İnsana manâ hâkimdir – M. Fatih Çıtlak

SİZ bakmayın hayatın keşmekeşine, maddenin her yerde geçerli olduğunu söyleyenlere. İster inançlı olsun ister inançsız; insanı yöneten, çekip çeviren gözle görülmeyen fikir ve ruh dünyasıdır. Hani bazı insanlar der ya, “Ben işime asla duygularımı karıştırmam, benim için ön planda hep akıl, maddi, somut gerçekler vardır”. Halbuki bu söz o insanda esasında fikrin sahip olduğunu gösterir. Fikir, ruh derken gözle görünmeyen tarafımız ve benliğimizi kastediyorum.

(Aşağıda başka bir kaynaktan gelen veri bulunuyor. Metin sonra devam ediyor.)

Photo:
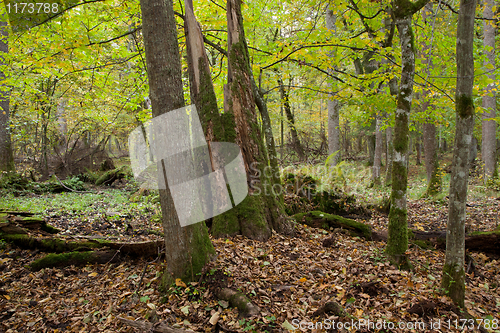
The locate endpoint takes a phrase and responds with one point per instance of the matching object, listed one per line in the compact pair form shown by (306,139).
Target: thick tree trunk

Şöyle bir misal vereyim: Ticaret yapıyorsunuz yahut bir işletme sahibisiniz. Duygularınızla değil aklınızla burayı idare ettiğinizi iddia ediyorsunuz. Peki, çalışma sahanızda aklınızı ve somut, ölçülebilir doneleri kullanmanızı size ne sağlıyor? Başarı, istikrar hatta kâr ve maddi getiri… Çok güzel. Peki, bu kazancınızla aklınız mı tatmin oluyor yoksa duygularınızın sizi sevk ettiği o hazzı mı yaşıyorsunuz?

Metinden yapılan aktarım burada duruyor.